Election to the British House of Lords

The January 1908 Irish representative peer election was held to fill a vacancy among the 28 Irish representative peers at that time elected to the British House of Lords. Conducted by post, with ballots sent to the 134 holders of Irish peerages eligible to vote, the election was necessitated by the death of Francis Browne, 4th Baron Kilmaine. It resulted in the election of Lord Curzon, the former viceroy of India. Curzon narrowly defeated Frederick Trench, 3rd Baron Ashtown, and Arthur Maxwell, 11th Baron Farnham. Curzon's eligibility for election was questioned, but the House of Lords seated him.

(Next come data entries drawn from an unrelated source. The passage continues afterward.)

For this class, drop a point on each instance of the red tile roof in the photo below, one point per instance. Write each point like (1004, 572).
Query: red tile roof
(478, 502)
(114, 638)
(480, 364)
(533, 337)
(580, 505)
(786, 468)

Curzon was an Englishman who had been granted an Irish peerage to give him a title before beginning his position as viceroy; he had never been to Ireland and owned no property there. He contested the election as a means of returning to parliament after being denied a United Kingdom peerage by the prime minister, Sir Henry Campbell-Bannerman. The fact that Curzon was not Irish sparked opposition, and his late entry into the race worked against him. As he had never asked the House of Lords to affirm his right to vote in Irish representative peer elections, something required to vote in them, some argued that this made him ineligible to be elected.

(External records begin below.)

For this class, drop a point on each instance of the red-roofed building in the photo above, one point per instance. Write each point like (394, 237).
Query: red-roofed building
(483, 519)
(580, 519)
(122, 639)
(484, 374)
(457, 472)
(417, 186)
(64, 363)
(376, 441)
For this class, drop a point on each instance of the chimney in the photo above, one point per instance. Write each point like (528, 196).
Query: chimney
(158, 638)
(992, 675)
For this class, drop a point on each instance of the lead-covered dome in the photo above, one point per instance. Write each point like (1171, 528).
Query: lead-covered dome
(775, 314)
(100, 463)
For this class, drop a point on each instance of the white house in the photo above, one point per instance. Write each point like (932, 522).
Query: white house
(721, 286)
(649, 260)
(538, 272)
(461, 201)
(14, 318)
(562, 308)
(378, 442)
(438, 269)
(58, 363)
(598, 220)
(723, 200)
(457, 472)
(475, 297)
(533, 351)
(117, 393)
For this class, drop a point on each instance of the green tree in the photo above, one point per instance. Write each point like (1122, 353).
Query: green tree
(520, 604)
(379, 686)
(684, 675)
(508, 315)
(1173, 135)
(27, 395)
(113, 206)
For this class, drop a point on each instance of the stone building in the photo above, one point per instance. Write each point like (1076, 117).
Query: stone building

Curzon headed the poll with two votes more than Ashtown, who had two votes more than Farnham, but the official return noted that Curzon was not among those eligible to vote and that Ashtown had gained the most votes among those eligible to vote. When the House of Lords convened, the Lord Chancellor, Lord Loreburn, ruled that the requirement did not apply to candidates and declared Curzon the winner.

Ashtown and Farnham tied in the next election, in November 1908. Ashtown won the election when his name was drawn from a glass before the House of Lords, the procedure mandated by the Acts of Union 1800, but Farnham was chosen to fill the next vacancy, also in 1908.

== Background ==

The Acts of Union 1800, by which Great Britain and Ireland merged into one kingdom, terminated the old House of Lords of Ireland but provided for Irish representation in the House of Lords of the United Kingdom. Elected at that time were 28 members of the Irish peerage who (at the time of their election to the House of Lords) were not also peers of the United Kingdom. These served for life as Irish representative peers. As the representative peers died, they were replaced by a vote of the entire Irish peerage, including those lords who also held a United Kingdom title. This was a small constituency—in 1800, there were 239 Irish peers, a figure which gradually decreased to 182 by 1883.

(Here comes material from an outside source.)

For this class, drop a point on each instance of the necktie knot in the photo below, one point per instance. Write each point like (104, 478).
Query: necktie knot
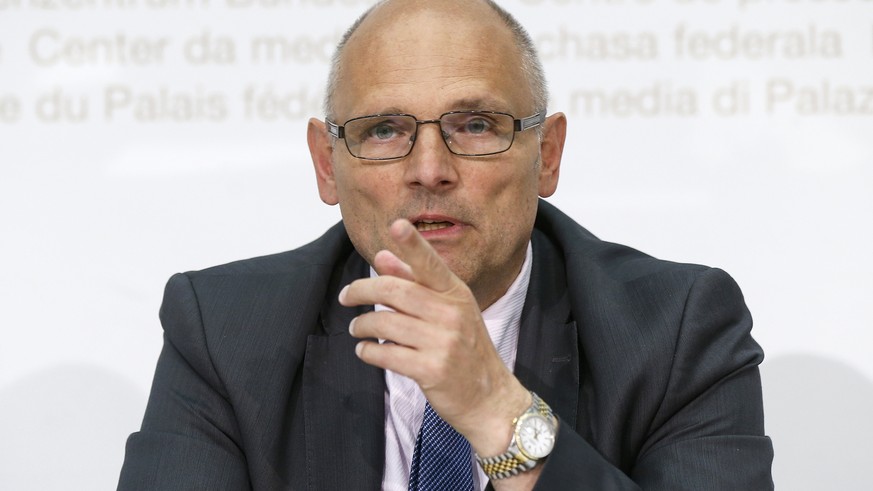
(442, 459)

By the early 20th century, the House of Lords of the United Kingdom, one house of the Parliament of the United Kingdom, consisted mainly of several hundred hereditary peers, (Note: Those with English, Great Britain or United Kingdom peerages had the right to vote in the British House of Lords at the time, together with the 28 Irish representative peers elected for life, 16 Scottish representative peers elected each parliament, the two archbishops and 24 bishops, and the Law Lords.) along with 28 Irish representative peers and certain others, such as some Anglican archbishops and bishops. An Irish representative peer could not resign once elected, nor would promotion to a peerage of the United Kingdom end his tenure as a representative peer; only death or disqualification to sit in parliament, including bankruptcy, would vacate his place. As of December 1909, there were 65 Irish peers with no seat in the House of Lords.

The law provided that upon receiving the death certificate for an Irish representative peer (signed by two lords temporal of the House of Lords), the lord chancellor would instruct the lord chancellor of Ireland to have the clerk of the crown and hanaper conduct an election. Each of the eligible voters would receive a ballot in duplicate by post with a space for the name of the peer whom the voter desired to elect. The ballot was to be signed with the voter's seal affixed and returned to the Crown Office in Dublin within 30 days (Note: The Acts of Union prescribed 52 days, but this was reduced to 30 in 1882. There was no prohibition on peers voting for themselves.) from the date of the issuance of the writ. Before filling out the ballot, the voter had to appear before a judge of England or Ireland, a justice of the peace for any Irish borough or county, or, if abroad, an ambassador or secretary of an embassy, and take the oath of allegiance. This made it inconvenient for Irish peers to vote, and some did not.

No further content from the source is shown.